There are many other ways to give a standard knot garden a more personal stamp. For a looser and more relaxed effect choose shrubby herbs instead of box, as these tend to form a softer hedge line. The spaces in-between the hedges also offer opportunities. Here we have employed a rill and pool to add movement and interest, but equally, you could use different-coloured gravels and mulches to add interest.

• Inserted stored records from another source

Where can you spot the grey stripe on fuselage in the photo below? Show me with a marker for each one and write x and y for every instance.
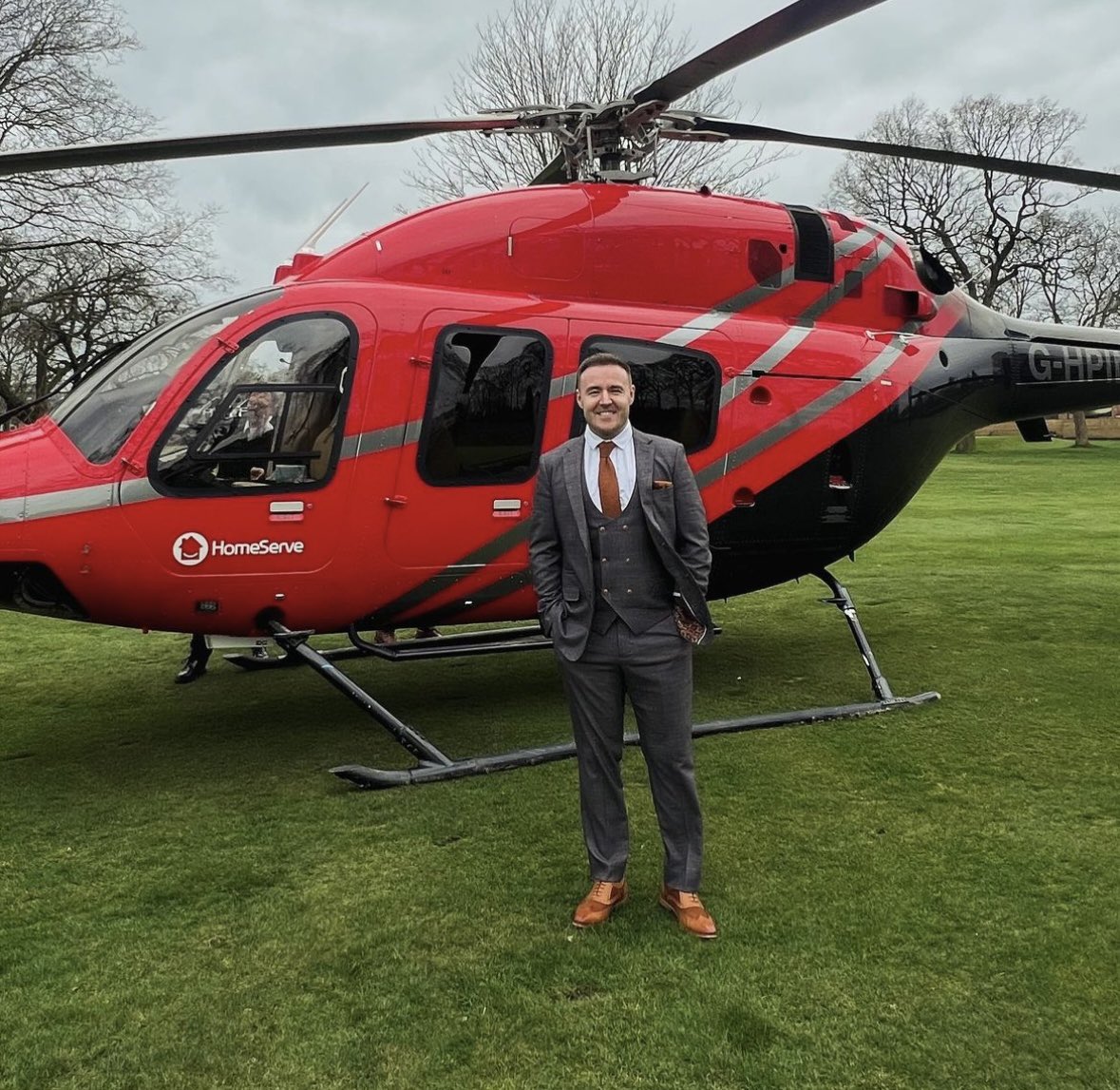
(73, 501)
(805, 415)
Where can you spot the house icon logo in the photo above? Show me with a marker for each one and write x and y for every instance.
(191, 549)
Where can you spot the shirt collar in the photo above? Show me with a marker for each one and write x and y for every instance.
(625, 438)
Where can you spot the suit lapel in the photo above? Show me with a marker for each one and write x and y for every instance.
(574, 481)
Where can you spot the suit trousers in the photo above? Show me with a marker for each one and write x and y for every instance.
(655, 669)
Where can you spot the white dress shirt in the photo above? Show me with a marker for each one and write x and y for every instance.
(621, 458)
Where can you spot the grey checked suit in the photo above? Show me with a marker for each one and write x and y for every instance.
(606, 655)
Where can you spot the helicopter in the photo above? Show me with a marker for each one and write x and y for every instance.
(354, 447)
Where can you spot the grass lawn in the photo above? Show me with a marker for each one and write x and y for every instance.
(925, 900)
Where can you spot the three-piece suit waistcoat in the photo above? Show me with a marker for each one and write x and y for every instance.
(631, 583)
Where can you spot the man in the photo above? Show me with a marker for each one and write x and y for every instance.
(618, 545)
(254, 439)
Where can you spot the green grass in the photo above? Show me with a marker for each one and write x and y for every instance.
(927, 900)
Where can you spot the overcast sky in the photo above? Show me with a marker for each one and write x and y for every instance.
(227, 65)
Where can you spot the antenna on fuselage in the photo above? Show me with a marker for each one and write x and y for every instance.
(330, 221)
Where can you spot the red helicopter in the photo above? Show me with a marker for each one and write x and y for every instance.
(354, 447)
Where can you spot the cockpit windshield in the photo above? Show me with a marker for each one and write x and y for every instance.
(104, 409)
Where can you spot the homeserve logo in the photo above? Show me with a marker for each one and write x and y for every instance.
(191, 549)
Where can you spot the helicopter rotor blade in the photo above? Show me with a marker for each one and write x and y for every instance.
(554, 174)
(790, 23)
(104, 155)
(718, 129)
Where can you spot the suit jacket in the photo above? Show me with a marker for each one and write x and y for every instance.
(560, 548)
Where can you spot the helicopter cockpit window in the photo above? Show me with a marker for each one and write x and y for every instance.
(675, 390)
(102, 411)
(268, 415)
(486, 406)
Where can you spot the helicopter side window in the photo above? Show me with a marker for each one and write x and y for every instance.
(675, 390)
(267, 415)
(104, 411)
(486, 402)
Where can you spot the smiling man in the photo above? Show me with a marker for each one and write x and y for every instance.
(619, 558)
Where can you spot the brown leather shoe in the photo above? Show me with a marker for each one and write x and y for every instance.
(690, 912)
(599, 903)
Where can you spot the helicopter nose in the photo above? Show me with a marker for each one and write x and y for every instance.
(13, 462)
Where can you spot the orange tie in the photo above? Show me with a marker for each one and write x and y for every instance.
(609, 500)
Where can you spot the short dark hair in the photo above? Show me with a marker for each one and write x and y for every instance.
(604, 359)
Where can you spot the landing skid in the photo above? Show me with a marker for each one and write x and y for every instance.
(433, 764)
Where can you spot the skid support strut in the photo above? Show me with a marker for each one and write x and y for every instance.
(436, 765)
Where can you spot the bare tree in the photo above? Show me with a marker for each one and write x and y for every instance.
(1002, 237)
(91, 257)
(1076, 277)
(549, 51)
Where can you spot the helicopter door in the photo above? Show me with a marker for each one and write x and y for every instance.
(252, 464)
(465, 478)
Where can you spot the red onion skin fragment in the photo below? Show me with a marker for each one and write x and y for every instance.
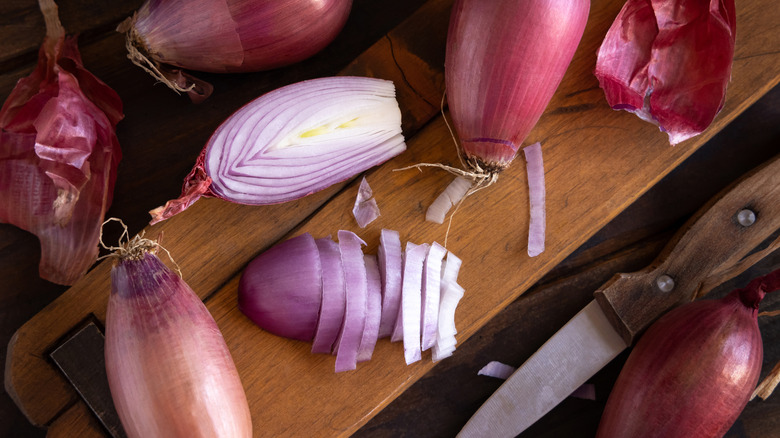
(692, 373)
(431, 295)
(411, 300)
(281, 289)
(169, 369)
(504, 61)
(59, 155)
(536, 195)
(669, 62)
(295, 141)
(357, 300)
(334, 298)
(390, 258)
(373, 309)
(365, 210)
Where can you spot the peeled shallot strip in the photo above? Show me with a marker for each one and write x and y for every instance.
(365, 210)
(373, 309)
(390, 256)
(357, 291)
(454, 192)
(497, 369)
(281, 289)
(669, 62)
(411, 300)
(536, 195)
(431, 294)
(334, 300)
(295, 141)
(59, 155)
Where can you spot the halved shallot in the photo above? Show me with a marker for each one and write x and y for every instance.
(295, 141)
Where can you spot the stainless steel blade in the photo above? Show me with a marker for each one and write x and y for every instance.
(567, 360)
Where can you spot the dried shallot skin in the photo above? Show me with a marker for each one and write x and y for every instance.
(58, 158)
(669, 62)
(690, 375)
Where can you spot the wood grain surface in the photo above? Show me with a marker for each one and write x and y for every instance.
(598, 162)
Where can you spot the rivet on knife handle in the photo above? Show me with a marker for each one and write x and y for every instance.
(734, 224)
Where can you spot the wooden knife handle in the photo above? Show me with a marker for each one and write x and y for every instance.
(713, 239)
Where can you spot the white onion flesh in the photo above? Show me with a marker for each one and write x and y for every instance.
(536, 195)
(357, 289)
(334, 298)
(390, 258)
(411, 300)
(373, 309)
(454, 192)
(431, 294)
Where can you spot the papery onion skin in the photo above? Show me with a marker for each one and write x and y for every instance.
(504, 61)
(59, 155)
(222, 36)
(169, 369)
(691, 374)
(669, 62)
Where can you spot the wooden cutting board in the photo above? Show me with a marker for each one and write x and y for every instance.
(597, 162)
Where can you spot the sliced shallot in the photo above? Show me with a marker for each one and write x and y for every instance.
(357, 289)
(373, 309)
(431, 294)
(450, 197)
(334, 298)
(390, 257)
(411, 300)
(295, 141)
(365, 210)
(536, 196)
(281, 289)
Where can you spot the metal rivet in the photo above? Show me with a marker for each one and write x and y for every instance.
(664, 283)
(746, 217)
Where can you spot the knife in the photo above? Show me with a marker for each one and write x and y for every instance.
(724, 232)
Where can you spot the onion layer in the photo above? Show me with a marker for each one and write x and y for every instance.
(295, 141)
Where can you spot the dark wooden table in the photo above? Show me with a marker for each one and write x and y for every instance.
(442, 401)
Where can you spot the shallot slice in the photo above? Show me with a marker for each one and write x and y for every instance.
(373, 310)
(454, 192)
(390, 268)
(536, 196)
(333, 297)
(431, 294)
(497, 369)
(411, 300)
(357, 290)
(281, 289)
(365, 209)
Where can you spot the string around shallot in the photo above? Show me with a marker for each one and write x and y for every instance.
(480, 178)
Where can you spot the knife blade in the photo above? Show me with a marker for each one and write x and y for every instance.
(723, 232)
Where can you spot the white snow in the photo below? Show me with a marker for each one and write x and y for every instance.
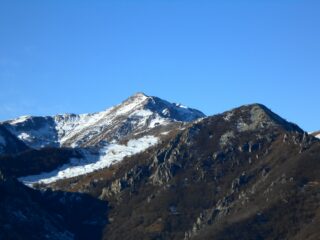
(91, 162)
(24, 136)
(20, 120)
(2, 141)
(158, 121)
(181, 106)
(74, 130)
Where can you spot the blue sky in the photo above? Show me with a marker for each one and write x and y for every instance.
(84, 56)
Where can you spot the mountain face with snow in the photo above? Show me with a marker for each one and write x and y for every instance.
(139, 113)
(149, 169)
(316, 134)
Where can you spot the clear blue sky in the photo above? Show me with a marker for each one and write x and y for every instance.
(84, 56)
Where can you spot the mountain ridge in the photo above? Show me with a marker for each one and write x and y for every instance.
(246, 173)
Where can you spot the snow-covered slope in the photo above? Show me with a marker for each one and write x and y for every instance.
(103, 138)
(137, 114)
(9, 144)
(92, 161)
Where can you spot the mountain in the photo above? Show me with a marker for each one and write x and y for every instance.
(9, 143)
(243, 174)
(316, 134)
(137, 114)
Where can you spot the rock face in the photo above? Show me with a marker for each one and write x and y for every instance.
(9, 144)
(243, 174)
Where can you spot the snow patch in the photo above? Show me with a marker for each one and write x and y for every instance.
(2, 141)
(91, 162)
(20, 120)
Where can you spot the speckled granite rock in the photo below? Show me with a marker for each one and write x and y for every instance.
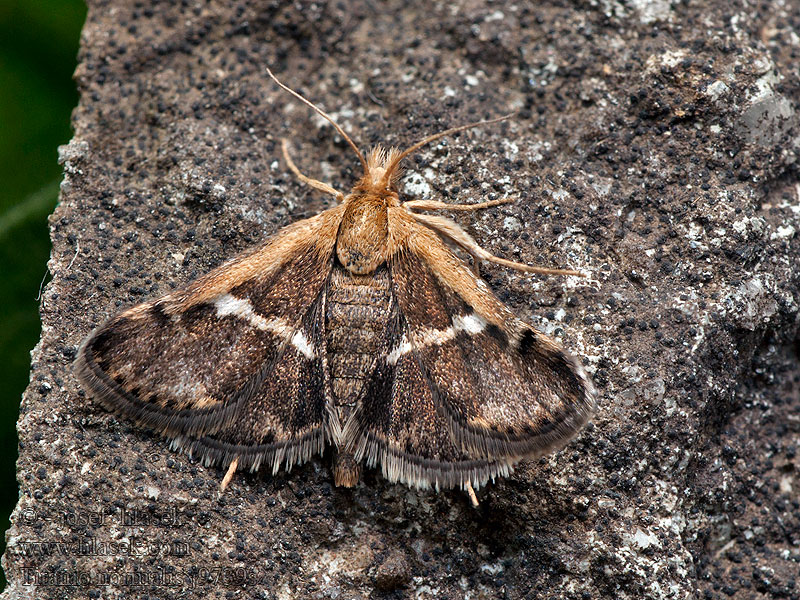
(655, 145)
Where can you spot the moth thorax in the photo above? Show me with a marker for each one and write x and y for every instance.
(363, 235)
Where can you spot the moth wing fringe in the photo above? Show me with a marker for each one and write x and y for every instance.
(277, 456)
(421, 473)
(189, 422)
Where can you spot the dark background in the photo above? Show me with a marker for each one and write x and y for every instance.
(38, 49)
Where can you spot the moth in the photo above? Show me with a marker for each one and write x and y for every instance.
(359, 328)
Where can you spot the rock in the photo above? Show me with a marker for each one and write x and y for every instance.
(654, 146)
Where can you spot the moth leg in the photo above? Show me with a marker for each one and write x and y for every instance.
(453, 232)
(471, 492)
(436, 205)
(228, 475)
(320, 185)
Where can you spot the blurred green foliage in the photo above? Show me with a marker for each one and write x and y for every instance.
(38, 50)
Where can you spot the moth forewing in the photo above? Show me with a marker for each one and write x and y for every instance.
(357, 329)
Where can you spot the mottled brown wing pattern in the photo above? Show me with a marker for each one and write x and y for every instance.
(204, 366)
(398, 424)
(501, 393)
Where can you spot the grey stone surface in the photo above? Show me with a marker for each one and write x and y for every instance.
(655, 145)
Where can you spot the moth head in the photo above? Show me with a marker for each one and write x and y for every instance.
(377, 179)
(382, 167)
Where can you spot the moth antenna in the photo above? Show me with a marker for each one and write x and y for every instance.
(392, 166)
(325, 116)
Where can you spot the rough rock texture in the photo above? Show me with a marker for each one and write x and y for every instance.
(655, 145)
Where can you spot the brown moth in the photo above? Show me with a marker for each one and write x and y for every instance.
(357, 328)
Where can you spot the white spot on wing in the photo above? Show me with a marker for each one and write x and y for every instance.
(471, 324)
(228, 304)
(404, 347)
(300, 341)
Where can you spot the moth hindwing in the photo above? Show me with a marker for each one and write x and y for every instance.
(358, 328)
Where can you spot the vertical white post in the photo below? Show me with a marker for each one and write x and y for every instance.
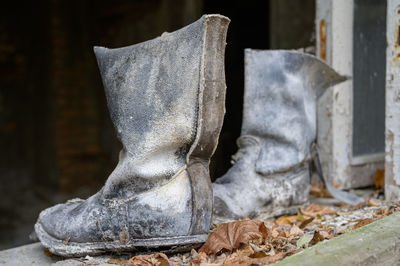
(334, 31)
(392, 132)
(334, 25)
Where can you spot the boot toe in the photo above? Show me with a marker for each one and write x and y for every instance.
(56, 221)
(70, 221)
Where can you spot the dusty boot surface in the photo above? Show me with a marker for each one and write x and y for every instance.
(166, 98)
(270, 175)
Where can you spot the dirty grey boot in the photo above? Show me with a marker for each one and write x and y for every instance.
(166, 98)
(270, 174)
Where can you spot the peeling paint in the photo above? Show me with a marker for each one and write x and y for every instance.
(392, 121)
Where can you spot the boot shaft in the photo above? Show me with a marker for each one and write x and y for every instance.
(281, 89)
(153, 91)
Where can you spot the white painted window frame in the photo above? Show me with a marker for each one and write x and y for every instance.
(335, 107)
(392, 120)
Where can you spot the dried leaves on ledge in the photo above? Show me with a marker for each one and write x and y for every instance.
(251, 242)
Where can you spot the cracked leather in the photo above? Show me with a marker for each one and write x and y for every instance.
(166, 99)
(271, 169)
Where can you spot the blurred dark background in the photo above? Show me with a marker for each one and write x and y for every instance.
(56, 138)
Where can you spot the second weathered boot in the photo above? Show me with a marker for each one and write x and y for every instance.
(166, 97)
(270, 175)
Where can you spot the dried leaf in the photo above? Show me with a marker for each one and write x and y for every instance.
(48, 253)
(325, 234)
(379, 178)
(318, 237)
(198, 259)
(362, 222)
(274, 233)
(306, 222)
(320, 191)
(229, 236)
(118, 262)
(264, 230)
(268, 260)
(373, 203)
(305, 239)
(381, 213)
(295, 231)
(315, 210)
(286, 220)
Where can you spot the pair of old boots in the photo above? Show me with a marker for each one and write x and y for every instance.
(166, 99)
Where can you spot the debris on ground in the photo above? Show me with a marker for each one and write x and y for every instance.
(256, 242)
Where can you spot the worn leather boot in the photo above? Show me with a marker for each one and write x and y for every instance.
(166, 97)
(270, 175)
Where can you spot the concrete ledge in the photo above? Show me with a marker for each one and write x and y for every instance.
(32, 254)
(377, 243)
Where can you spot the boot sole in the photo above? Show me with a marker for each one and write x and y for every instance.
(158, 244)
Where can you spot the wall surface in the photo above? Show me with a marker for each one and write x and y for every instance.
(334, 31)
(392, 151)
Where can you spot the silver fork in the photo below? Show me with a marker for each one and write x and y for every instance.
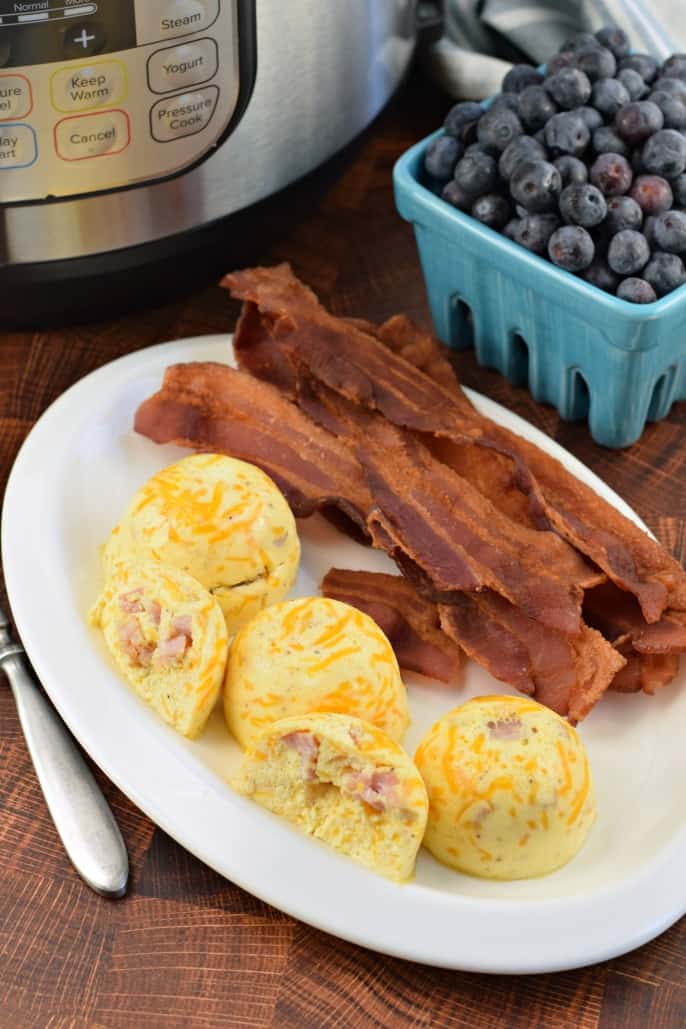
(80, 813)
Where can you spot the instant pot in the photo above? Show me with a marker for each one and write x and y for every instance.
(134, 132)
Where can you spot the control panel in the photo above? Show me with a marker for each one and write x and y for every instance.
(113, 93)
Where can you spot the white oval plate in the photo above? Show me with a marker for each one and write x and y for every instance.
(71, 482)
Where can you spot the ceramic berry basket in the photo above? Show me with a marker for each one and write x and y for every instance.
(587, 353)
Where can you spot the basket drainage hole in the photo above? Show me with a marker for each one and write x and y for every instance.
(463, 322)
(518, 360)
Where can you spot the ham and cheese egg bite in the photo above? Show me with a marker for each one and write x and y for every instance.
(510, 792)
(222, 521)
(312, 654)
(168, 636)
(344, 781)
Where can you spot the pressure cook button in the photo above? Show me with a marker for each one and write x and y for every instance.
(99, 83)
(157, 20)
(84, 38)
(15, 97)
(179, 67)
(184, 115)
(93, 135)
(17, 146)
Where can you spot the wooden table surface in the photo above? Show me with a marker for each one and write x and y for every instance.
(187, 948)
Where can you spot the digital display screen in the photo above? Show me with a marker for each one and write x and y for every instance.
(35, 32)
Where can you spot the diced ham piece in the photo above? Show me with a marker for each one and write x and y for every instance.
(171, 649)
(132, 601)
(308, 747)
(375, 788)
(182, 624)
(134, 644)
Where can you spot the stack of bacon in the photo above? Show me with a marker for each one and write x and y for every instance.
(503, 553)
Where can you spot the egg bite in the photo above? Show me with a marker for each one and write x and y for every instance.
(312, 654)
(344, 781)
(510, 791)
(221, 521)
(168, 637)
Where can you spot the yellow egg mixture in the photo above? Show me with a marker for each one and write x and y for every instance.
(313, 654)
(509, 786)
(344, 781)
(222, 521)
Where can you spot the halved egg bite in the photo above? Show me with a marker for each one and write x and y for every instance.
(312, 654)
(510, 792)
(344, 781)
(168, 636)
(222, 521)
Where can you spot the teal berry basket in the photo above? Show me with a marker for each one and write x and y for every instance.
(584, 351)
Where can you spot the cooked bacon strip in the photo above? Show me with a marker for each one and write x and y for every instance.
(617, 615)
(359, 366)
(212, 406)
(409, 622)
(568, 674)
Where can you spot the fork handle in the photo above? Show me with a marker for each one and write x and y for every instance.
(80, 813)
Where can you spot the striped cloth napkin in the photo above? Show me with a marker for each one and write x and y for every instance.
(483, 37)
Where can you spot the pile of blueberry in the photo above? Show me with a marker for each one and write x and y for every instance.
(584, 164)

Our knot design includes parterre beds. With their reliance on clipped hedges to make the formal patterns, these are a good accompaniment to the knot garden. However, in parterres, the spaces between hedges are typically filled with seasonal flowers such as spring bulbs, roses and lavender, which brings an extra layer of interest to the design.
TRANSFORM A BLANK CANVAS
When designing a new garden from scratch it can be hard to know where to start. At least with a knot garden you’re sticking to formal geometrical shapes – lines, circles, squares and triangles – to make your knot pattern. Measure and draw the garden to scale on a sheet of graph paper first, then sketch out your knot – try a simple Celtic design, interlocking circles or diamonds, or copy one of the many layouts online. Keep to a symmetrical pattern for simplicity.
Hide fences with espalier trees and climbers Clematis and scented roses add colour throughout the growing season and interest to boundaries, making the garden seem less boxy.
Create the ‘knotted’ look The design uses normal and variegated box plants to provide a subtle contrast in colour. The hedges are clipped to slope down 5cm (3in) at the intersections, which gived the impression the two hedges are woven around each other.
Use water for sound and movement A formal rill and central pond with a small fountain intersect the two sides of the knot garden. This adds another sensory element – reflections, sound and movement.
Place statues on the perimeter Two pale stone statues provide a formal, classical note. They act as symmetrical focal points, adding height at the far end of the garden.
Plant parterre beds To complement the central knot design, a parterre runs around the border of the garden with the box sections interplanted with groundcover plants and bulbs.
Lay gravel paths Pale gravel pathways lead around the garden. The gravel colour is echoed by the stone edging around the planting beds, rill and pool.
Trim up some topiary trees To echo the formality of the garden layout, clipped box topiary sits within the knot, while taller clipped bay trees add height in the parterre beds around the garden perimeter.